Health check and Error handler

The function handles the health check and error notifications using if statements and responds accordingly, as shown in the snippet below:

    
// handle health check request
if (action === "ping") {
    return {
        version,
        data: {
            status: "active",
        },
    };
}

// handle error notification
if (data?.error) {
    console.warn("Received client error:", data);
    return {
        version,
        data: {
            acknowledged: true,
        },
    };
}

INIT handler

When a user clicks the Flow’s call to action (CTA) button, a request with INIT action is sent to the endpoint. This action returns the initial offer data and pre-sets the radio buttons on the PRODUCT_SELECTOR screen.

// handle initial request when opening the flow and display PRODUCT_SELECTOR screen
if (action === "INIT") {
  return {
    ...SCREEN_RESPONSES.PRODUCT_SELECTOR
  };
}

data-exchange handlers

For data_exchange actions, a switch case structure is used to determine what data to send back based on the screen ID and other request data.
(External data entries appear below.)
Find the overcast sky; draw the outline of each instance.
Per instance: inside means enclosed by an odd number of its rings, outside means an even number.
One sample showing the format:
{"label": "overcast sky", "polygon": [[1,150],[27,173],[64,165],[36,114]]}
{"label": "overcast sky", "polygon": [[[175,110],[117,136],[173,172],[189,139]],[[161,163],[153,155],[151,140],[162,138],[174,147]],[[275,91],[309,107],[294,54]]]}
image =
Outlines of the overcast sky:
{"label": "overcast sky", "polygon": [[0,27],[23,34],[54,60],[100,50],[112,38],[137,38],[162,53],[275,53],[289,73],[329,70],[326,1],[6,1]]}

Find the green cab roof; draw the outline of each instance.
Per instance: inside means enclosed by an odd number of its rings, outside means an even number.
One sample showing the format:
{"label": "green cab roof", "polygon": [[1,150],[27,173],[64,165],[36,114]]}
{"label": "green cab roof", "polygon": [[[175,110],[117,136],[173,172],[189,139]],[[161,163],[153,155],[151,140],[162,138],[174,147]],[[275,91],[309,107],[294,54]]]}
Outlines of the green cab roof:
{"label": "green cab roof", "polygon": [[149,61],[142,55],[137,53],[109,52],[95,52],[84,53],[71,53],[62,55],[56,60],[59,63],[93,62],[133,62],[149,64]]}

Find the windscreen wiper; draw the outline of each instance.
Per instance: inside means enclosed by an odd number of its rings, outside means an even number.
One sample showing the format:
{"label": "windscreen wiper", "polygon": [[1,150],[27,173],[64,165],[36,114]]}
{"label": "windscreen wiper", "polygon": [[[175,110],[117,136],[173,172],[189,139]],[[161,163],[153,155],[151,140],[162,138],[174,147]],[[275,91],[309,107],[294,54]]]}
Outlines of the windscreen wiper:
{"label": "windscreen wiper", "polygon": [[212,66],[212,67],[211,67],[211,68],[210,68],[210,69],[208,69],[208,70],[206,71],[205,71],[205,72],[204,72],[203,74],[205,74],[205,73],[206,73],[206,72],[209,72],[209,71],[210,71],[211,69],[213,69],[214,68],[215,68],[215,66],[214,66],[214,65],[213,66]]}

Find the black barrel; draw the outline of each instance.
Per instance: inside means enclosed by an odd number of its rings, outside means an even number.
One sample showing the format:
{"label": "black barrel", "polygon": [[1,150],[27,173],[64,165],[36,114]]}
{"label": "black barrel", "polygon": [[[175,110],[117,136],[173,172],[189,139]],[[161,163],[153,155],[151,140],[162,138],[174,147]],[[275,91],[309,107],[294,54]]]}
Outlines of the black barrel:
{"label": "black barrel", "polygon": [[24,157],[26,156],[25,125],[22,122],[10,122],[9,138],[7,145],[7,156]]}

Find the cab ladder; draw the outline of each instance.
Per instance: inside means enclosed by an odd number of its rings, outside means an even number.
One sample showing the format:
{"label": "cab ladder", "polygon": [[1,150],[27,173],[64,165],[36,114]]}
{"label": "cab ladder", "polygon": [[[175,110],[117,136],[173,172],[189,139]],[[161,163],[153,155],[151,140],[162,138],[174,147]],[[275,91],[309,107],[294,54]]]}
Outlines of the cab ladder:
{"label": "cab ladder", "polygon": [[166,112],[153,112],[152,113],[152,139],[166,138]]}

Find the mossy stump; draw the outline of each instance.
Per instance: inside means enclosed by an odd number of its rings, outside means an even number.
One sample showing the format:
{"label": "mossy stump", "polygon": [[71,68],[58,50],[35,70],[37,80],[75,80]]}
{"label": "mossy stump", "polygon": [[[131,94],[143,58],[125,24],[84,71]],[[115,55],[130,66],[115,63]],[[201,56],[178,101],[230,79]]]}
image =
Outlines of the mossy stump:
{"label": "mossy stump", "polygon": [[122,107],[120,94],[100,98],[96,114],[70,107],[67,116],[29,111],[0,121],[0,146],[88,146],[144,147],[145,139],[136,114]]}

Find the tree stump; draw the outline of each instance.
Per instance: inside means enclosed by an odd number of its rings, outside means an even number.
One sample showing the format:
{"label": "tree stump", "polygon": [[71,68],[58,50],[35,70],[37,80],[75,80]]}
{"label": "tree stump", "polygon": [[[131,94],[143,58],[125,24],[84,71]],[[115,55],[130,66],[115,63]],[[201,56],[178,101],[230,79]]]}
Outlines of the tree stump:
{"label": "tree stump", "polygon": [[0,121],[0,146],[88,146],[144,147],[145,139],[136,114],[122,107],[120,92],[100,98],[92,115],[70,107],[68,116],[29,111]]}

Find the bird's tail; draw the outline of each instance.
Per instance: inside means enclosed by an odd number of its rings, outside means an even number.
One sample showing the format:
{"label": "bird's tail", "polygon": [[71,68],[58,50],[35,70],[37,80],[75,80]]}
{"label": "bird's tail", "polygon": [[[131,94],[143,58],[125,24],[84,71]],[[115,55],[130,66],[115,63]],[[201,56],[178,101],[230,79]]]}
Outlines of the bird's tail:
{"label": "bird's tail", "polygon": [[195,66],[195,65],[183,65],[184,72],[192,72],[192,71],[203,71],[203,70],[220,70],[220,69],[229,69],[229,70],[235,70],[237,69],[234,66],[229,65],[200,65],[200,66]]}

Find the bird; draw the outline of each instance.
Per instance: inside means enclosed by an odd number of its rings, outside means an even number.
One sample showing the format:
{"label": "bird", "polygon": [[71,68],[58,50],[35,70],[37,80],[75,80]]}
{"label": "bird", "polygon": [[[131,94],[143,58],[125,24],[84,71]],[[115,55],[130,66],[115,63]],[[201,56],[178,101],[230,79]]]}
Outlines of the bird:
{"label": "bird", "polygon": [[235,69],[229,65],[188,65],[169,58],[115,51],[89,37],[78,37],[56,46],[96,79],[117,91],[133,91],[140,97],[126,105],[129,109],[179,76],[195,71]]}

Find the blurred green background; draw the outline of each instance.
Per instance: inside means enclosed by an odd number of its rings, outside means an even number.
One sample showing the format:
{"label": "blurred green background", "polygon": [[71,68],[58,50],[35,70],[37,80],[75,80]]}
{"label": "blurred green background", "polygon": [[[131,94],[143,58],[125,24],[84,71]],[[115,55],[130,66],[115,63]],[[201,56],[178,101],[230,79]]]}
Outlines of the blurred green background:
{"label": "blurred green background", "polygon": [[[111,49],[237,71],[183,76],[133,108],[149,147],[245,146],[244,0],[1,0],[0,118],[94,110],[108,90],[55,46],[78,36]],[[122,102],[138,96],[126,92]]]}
For the first screen with ID PRODUCT_SELECTOR we parse selected product_type and based on that set variables for OPTIONS screen. The phone_use_case boolean controls whether the phone related questions are shown on the the OPTIONS screen.

    
case "PRODUCT_SELECTOR":
  const product_type = data.product_selection.split('_').pop().slice(0, -1);
  return {
    ...SCREEN_RESPONSES.OPTIONS,
    data: {
      // copy initial screen data then override specific fields
      ...SCREEN_RESPONSES.OPTIONS.data,
      phone_use_case: data.product_selection === SCREEN_RESPONSES.PRODUCT_SELECTOR.data.products[0].id,
      cta_label: "View " + product_type + "s",
      screen_heading: "Let's find the perfect " + product_type + " offer for you",
      selected_product: product_type,
    },
  };

When processing OPTIONS screen response, you should return personalised offer based on the users inputs.

    
case "OPTIONS":
  // TODO here process user selected preferences and return customised offer
  return {
    ...SCREEN_RESPONSES.OFFER,
    data: {
      // copy initial screen data then override specific fields
      ...SCREEN_RESPONSES.OFFER.data,
      offer_label: "Here are 4 shortlisted " + data.selected_product + "s",
      selected_product: data.selected_product,
    },
  };

In the response for OFFER screen, we receive user’s selected device and should return appropriate device details in response.

    
case "OFFER":
  // TODO return details of selected device
  return {
    ...SCREEN_RESPONSES.PRODUCT_DETAIL,
    data: {
      // copy initial screen data then override specific fields
      ...SCREEN_RESPONSES.PRODUCT_DETAIL.data,
      product_name: SCREEN_RESPONSES.OFFER.data.shortlisted_devices
          .filter((a) => a.id === data.device)
          .map((a) => a.title)[0],
      selected_device: data.device,
    },
  };

After the SUMMARY screen is submitted from the client, a success response is sent to the client device to mark the Flow as complete.